Adapun, BHR diberikan perusahaan aplikasi untuk pengemudi dan kurir online yang terdaftar secara resmi pada perusahaan aplikasi dalam jangka waktu 12 bulan terakhir.

Bonus diberikan dalam bentuk uang tunai paling sedikit 25 persen dari rata-rata pendapatan bersih selama 12 bulan terakhir.

Baca Juga: THR Wajib Dibayar Maksimal H-7 Lebaran, Tak Boleh Dicicil

“Perusahaan aplikasi agar transparan dalam perhitungan besaran BHR Keagamaan kepada pengemudi dan kurir online,” tulis Menaker dalam edarannya.

Pemerintah juga meminta agar bonus ini diberikan paling lambat tujuh haru sebelum Hari Raya Idulfitri 1447 Hijriah.

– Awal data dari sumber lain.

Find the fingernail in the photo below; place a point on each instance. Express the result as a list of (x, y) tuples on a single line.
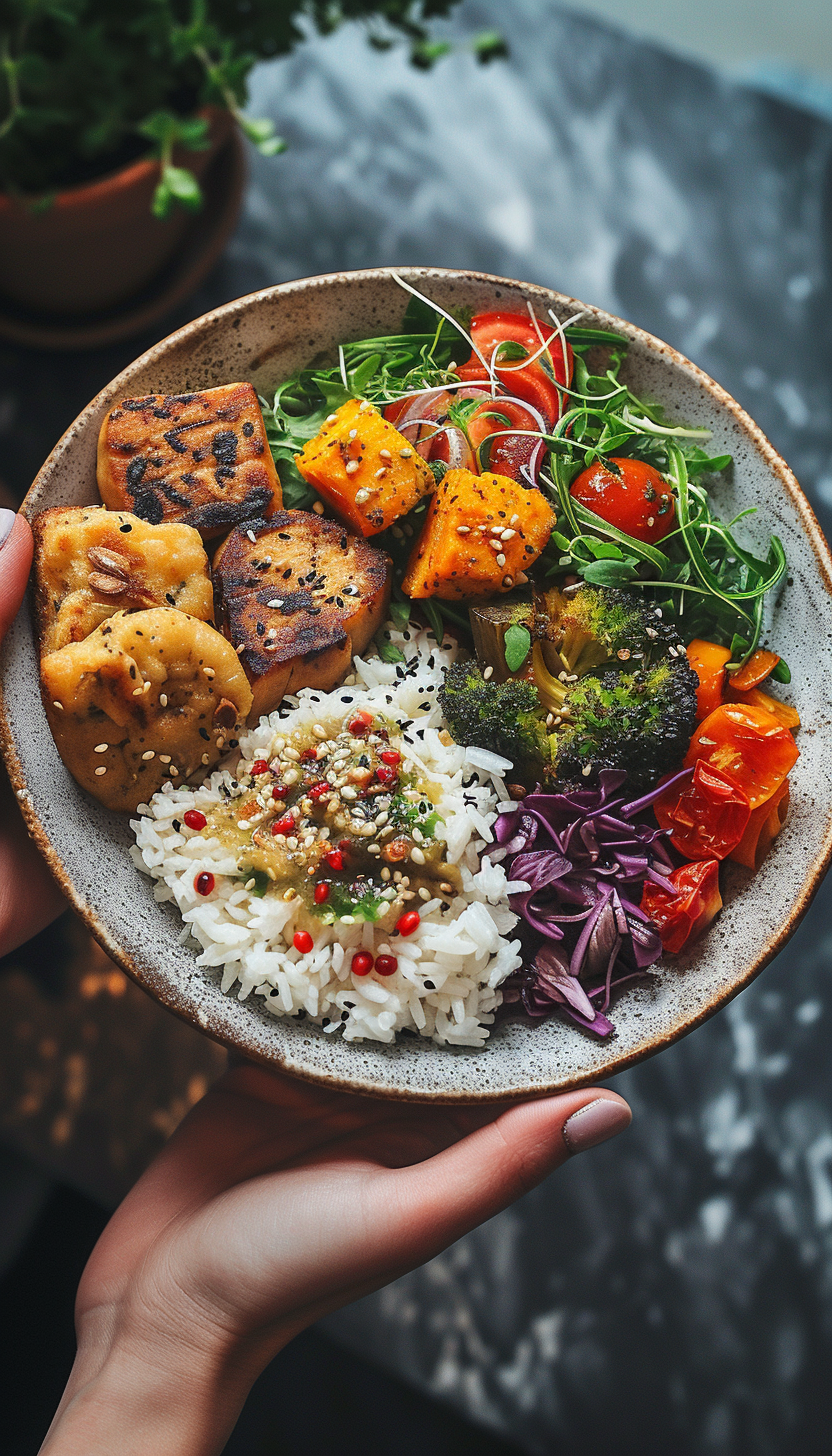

Meski begitu, para gubernur diminta untuk mengimbau perusahaan aplikasi memberikan BHR lebih awal, sebelum batas akhir waktu pemberian tersebut.

Menaker juga menegaskan, BHR tidak menghilangkan dukungan kesejahteraan bagi pengemudi dan kurir online, sesuai ketentuan peraturan perundang-undangan yang telah diberikan oleh perusahaan aplikasi.